What’s interesting to me is that the do-over rule also nullifies all penalties except personal fouls, which leaves some interesting strategy decisions. Is it possible for a thrown ball to hit the screen?
You know, if a team with a tired D had to punt, couldn’t they just tell the punter to kick a couple off of the scoreboard to give their defence an extra rest? The punt coverage team would take a toll, of course.
Edit: It’d probably be too risky to try this, but a kick off of the scoreboard would be a free timeout, too.
That’s the big one. Imagine dropping back to pass, everyone’s covered, and you’re able to fire the ball into the scoreboard for a do-over instead of throwing it out of bounds for an incompletion.
Throwing it at the screen would, I expect, trigger an intentional grounding flag. To avoid that, the QB must be outside the pocket AND throw it towards the line of scrimmage. The screen is not towards the line of scrimmage.
I dunno…the ball would likely be thrown in the direction of the line of scrimmage, with a very steep arc. It might even cross the line of scrimmage before hitting the bottom of the screen.
That might be tricky.
You’ll have to check the fine print on the rule, but the way the the press release reads this wouldn’t matter. It says “No penalties will count, other than personal fouls.” and therefore the possible Intentional Grounding violation would be moot.
Frankly I’d be very surprised and impressed if any QB could throw a football 90+ feet vertically while under duress, but just to be sure:
"Intentional grounding will be called when a passer, facing an imminent loss of yardage due to pressure from the defense, throws a forward pass without a realistic chance of completion.
Intentional grounding will not be called when a passer, while out of the pocket and facing an imminent loss of yardage, throws a pass that lands at or beyond the line of scrimmage, even if no offensive player(s) have a realistic chance to catch the ball (including if the ball lands out of bounds over the sideline or end line)."
Since the NFL doesn’t officially publish the full rulebook, I’m unsure if the hitting-the-scoreboard rule applies to throws.
Thing is, throwing at the screen is risky. Miss, and it’s a live ball if anybody catches it.
What’s your point? The way the rule is described in that release completely overrides all of this. It says very clearly that NO PENALTIES WILL COUNT except Personal Fouls. If the QB is grounding the ball or not is moot if it hits the scoreboard.
I’m not expecting anyone to make a habit of it, but if it happens just once under some bizarre circumstance it’ll be a media fiasco.
From the sound of it the screen is so big you could throw it forward at an angle so if you don’t get it high enough it would land out of bounds.
I remember back when they used to do skills competitions during the probowl week that quarterbacks would routinely throw the ball 60+ yards downfield. I can’t imagine throwing 90 feet vertically would be much harder than throwing it 180 feet horizontally.
Does that cover all instances when the ball hits the screen, or only kicks from scrimmage?
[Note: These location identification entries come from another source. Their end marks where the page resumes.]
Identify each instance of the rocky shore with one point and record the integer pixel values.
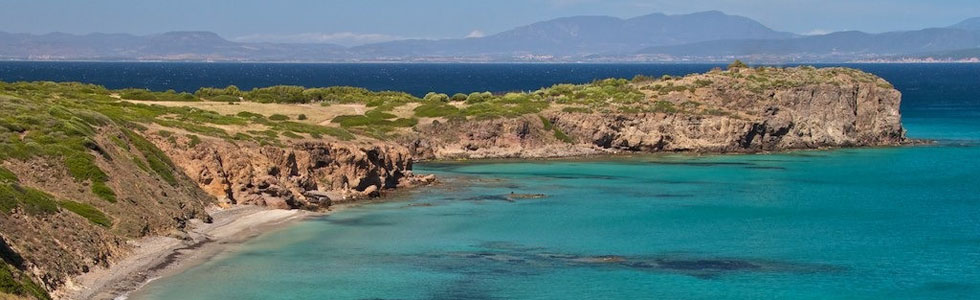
(174, 190)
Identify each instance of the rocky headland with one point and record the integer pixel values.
(86, 170)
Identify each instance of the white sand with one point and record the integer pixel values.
(154, 257)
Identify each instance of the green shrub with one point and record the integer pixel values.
(546, 123)
(435, 110)
(193, 140)
(458, 97)
(315, 131)
(737, 64)
(155, 158)
(137, 94)
(478, 97)
(436, 97)
(33, 201)
(572, 109)
(103, 191)
(6, 176)
(88, 212)
(642, 78)
(561, 136)
(225, 98)
(278, 94)
(664, 107)
(213, 94)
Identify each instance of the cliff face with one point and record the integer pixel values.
(307, 174)
(48, 238)
(850, 113)
(83, 172)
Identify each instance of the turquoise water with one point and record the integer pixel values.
(880, 223)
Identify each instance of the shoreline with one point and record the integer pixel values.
(156, 257)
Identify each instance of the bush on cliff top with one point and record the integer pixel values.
(88, 212)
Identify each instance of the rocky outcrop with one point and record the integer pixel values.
(309, 175)
(847, 113)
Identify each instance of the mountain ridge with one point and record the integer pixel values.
(707, 36)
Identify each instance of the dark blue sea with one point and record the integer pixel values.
(878, 223)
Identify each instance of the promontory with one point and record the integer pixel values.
(84, 170)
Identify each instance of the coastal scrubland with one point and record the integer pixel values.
(84, 168)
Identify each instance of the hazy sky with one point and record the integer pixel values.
(361, 21)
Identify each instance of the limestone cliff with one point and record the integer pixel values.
(306, 174)
(84, 171)
(723, 114)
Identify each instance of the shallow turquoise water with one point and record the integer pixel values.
(881, 223)
(868, 223)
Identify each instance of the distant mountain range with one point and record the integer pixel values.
(699, 37)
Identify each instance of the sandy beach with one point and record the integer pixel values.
(158, 256)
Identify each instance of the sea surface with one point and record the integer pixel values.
(879, 223)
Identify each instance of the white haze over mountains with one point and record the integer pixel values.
(710, 36)
(338, 38)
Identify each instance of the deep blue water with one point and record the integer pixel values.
(888, 223)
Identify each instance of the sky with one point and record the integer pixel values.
(353, 22)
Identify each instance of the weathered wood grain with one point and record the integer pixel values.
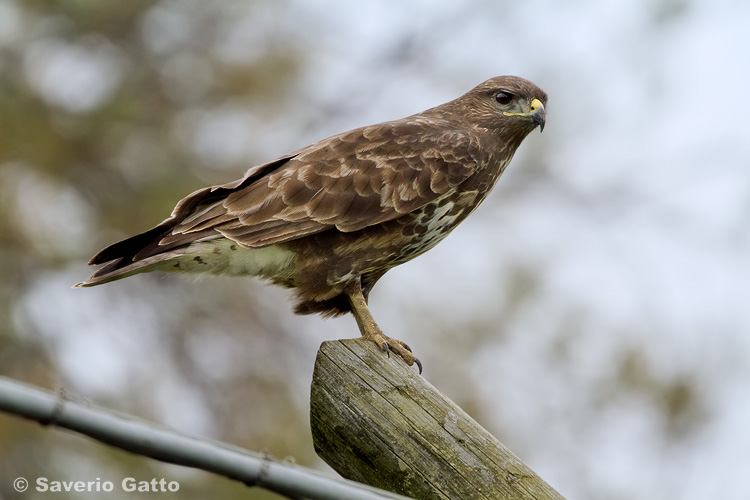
(376, 421)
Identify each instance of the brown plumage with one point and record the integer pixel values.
(330, 219)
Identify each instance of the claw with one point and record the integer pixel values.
(419, 364)
(387, 349)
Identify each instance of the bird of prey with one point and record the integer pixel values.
(330, 219)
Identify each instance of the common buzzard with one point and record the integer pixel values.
(330, 219)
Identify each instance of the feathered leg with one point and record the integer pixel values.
(371, 331)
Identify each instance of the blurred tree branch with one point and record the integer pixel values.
(123, 431)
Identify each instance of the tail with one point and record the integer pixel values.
(122, 259)
(155, 248)
(147, 251)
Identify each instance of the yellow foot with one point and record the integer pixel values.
(392, 345)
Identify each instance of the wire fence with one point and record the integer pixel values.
(144, 438)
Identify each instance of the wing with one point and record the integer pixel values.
(350, 181)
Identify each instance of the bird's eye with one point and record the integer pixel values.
(503, 97)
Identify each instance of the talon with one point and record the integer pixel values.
(386, 348)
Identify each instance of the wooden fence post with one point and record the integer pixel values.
(376, 421)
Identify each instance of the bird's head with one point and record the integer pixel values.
(507, 103)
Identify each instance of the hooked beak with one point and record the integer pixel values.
(536, 113)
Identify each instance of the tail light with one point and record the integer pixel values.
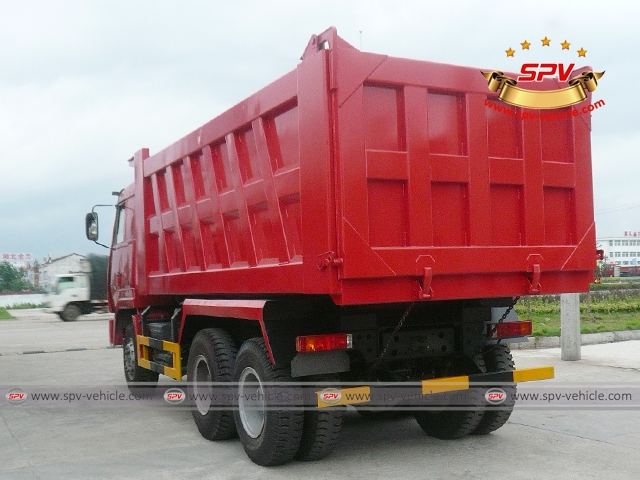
(520, 328)
(323, 343)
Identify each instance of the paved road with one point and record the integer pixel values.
(82, 442)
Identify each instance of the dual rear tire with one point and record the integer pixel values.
(267, 412)
(477, 418)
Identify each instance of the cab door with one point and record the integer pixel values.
(121, 281)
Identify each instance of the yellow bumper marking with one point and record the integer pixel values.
(332, 397)
(171, 347)
(445, 384)
(529, 374)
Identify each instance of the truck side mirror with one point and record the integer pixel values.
(91, 226)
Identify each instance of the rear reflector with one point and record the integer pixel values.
(323, 343)
(514, 329)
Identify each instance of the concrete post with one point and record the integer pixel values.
(570, 326)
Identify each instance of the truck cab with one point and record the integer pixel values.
(66, 294)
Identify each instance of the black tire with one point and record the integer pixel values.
(211, 358)
(497, 358)
(449, 424)
(132, 372)
(320, 433)
(455, 420)
(71, 313)
(269, 436)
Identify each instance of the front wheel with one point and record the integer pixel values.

FYI, the minor league Arena League 2 has not shut down. (it’s kind of funny when a minor league has its own minor league. ) I guess their costs are so low they can stick around even now.
Suppose there are only a few seconds to go in a very tight game. It is 13-7, when a team scores a TD to tie the game. The extra point kick will decide the outcome. The ball is snapped, poorly, and the holder misses the ball. The kicker picks up the ball, turns around, and boots the ball up into the screen. Now what?
I have never seen a field goal snap that didn’t touch the holder.
Three things come to mind in Zebra’s situation. First, it would have to be a field goal not an extra point, but that’s minor. Second, place kickers aren’t punters, usually they don’t even act as backup punters, so it’s unlikely the kicker would have the ability to hit the screen. Third, if the holder totally missed the snap, and the kicker was able to evade the rush long enough to turn around, pick up the ball and make a difficult punt into the screen while on the run, I’ll give him the do-over, just so I could see the highlight on SportsCenter.
Most NFL special teams coaches do have kickers practice punting occasionally in case the regular punter gets injured during a game, though- and vice versa (remember Michael Koenen kicking a 51-yard field goal for Atlanta?)
It’s pretty rare for any other player to be the emergency punter. Usually it’s a quarterback if so.
This post is really, really funny.
I thought it was a keyboard-ruiner for sure but nobody else seems to have thought so.
It’s too close to being real. :eek:
Here’s my scenario:
The Cowboys are at their opponent’s 45 yard line, down by 1, with 18 seconds remaining and no timeouts. On 3rd and 10, Romo completes a quick 8-yard pass to a receiver who is tackled inbounds at the 37; this takes about 5 seconds. There’s no time to bring on the kicking team nor to set up the next play, and you can’t spike the ball because it’s 4th down. If Romo can do it a reasonable percentage of the time, shouldn’t he receive the snap and chuck the ball at the screen for the opportunity to bring on the FG team?